Valutawet debet aan verlaging kredietwaardigheid land
02 Apr 2020, 00:02
De dalende waarde van de staatsobligatie op de internationale kapitaalmarkt binnen een maand tijd.
De omstreden
Wet Controle Valutaverkeer en Transactiekantoren die op 21 maart overnight is
goedgekeurd, weegt zwaar in de verlaging van de kredietwaardigheid van
Suriname. De meest gerenommeerde kredietbeoordelaar Standard & Poor's (S&P) heeft
Suriname op 1 april 2020 de CCC+ notering gegeven. In januari had Fitch Ratings
de kredietwaardigheid van het land ook al verlaagd van B- naar CCC.
S&P zegt
dat de deviezenbeperkingen die De Nationale Assemblee heeft opgelegd, de eis
omvat dat contracten in vreemde valuta moeten worden omgezet in Surinaamse
dollars en dat transacties alleen kunnen worden gedaan in Surinaamse dollars. De
kredietbeoordelaar zegt dat ze heeft begrepen dat de beperkingen niet van
toepassing zijn op de verplichtingen in vreemde valuta van de overheid.

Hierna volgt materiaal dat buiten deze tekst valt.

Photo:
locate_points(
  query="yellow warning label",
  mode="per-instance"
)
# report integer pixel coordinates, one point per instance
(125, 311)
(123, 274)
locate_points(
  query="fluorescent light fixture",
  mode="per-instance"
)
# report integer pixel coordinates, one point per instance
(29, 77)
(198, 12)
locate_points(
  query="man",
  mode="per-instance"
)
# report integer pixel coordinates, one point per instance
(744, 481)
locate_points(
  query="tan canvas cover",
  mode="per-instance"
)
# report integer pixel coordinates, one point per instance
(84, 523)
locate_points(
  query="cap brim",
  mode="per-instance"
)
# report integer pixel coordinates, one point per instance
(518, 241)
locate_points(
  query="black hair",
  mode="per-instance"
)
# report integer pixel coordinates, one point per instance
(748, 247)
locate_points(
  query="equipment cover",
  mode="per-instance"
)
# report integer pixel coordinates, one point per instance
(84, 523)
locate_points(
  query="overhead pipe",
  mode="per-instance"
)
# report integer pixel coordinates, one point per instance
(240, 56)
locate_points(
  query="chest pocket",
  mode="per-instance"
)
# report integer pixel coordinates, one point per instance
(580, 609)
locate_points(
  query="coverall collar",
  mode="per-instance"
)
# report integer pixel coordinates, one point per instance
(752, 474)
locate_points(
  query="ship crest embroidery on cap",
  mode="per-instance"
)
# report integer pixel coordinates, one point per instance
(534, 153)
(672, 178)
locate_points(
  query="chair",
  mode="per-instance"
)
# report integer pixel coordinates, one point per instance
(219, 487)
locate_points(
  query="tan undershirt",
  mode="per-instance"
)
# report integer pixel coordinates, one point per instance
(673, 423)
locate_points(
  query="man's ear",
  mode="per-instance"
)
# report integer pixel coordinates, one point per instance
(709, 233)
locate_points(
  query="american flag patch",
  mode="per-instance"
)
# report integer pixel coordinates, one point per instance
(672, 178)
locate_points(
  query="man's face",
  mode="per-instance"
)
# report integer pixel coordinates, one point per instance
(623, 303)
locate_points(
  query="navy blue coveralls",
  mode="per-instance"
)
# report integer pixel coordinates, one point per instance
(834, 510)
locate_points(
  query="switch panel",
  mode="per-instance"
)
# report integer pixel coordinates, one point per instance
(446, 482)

Beleggers zijn echter geenszins van plan om hun investeringen in vreemde
valuta uitbetaald te zien in Surinaamse dollars.
Staatsobligatie
Dat
beleggers huiverig zijn om risico's te nemen met Suriname blijkt ook uit de
steeds dalende prijs van de staatsobligatie van US$ 550 miljoen die per 1 april
nog maar de helft van de waarde behoudt. De staatsobligatie die in 2017 op de
internationale markt is aangegaan, neemt vanaf 2019 gestaag af met een sterke
duik op 17 december vorig jaar met een waarde van 70,8%. Er volgt een opleving
na de olievondst van Total/Apache in januari dit jaar. De obligatie piekt op 18
februari met 88,4% en duikt twee weken later met 10 punten naar 78%. Op 20
maart bereikt de staatsobligatie een dieptepunt van 57,7%. In drie dagen tijd
van 30 maart naar 01 april verliest de obligatie nog eens 8 punten en belandt op een
nieuw dieptepunt van 50,5%. En de vooruitzichten op herstel zijn negatief. Deze
maand moet de Staat ook de aandeelhouders van de obligatielening die is
aangegaan voor 9,25%, de halfjaarlijkse rente uitkeren van in totaal zo'n US$
26 miljoen.
De staatsobligatie was gisteren op 1 april nog maar de helft waard.
De
regering kan haar verhoogde financieringsbehoeften mogelijk niet volledig
financieren, omdat beleggers extra risico-minded zijn geworden, zegt S&P.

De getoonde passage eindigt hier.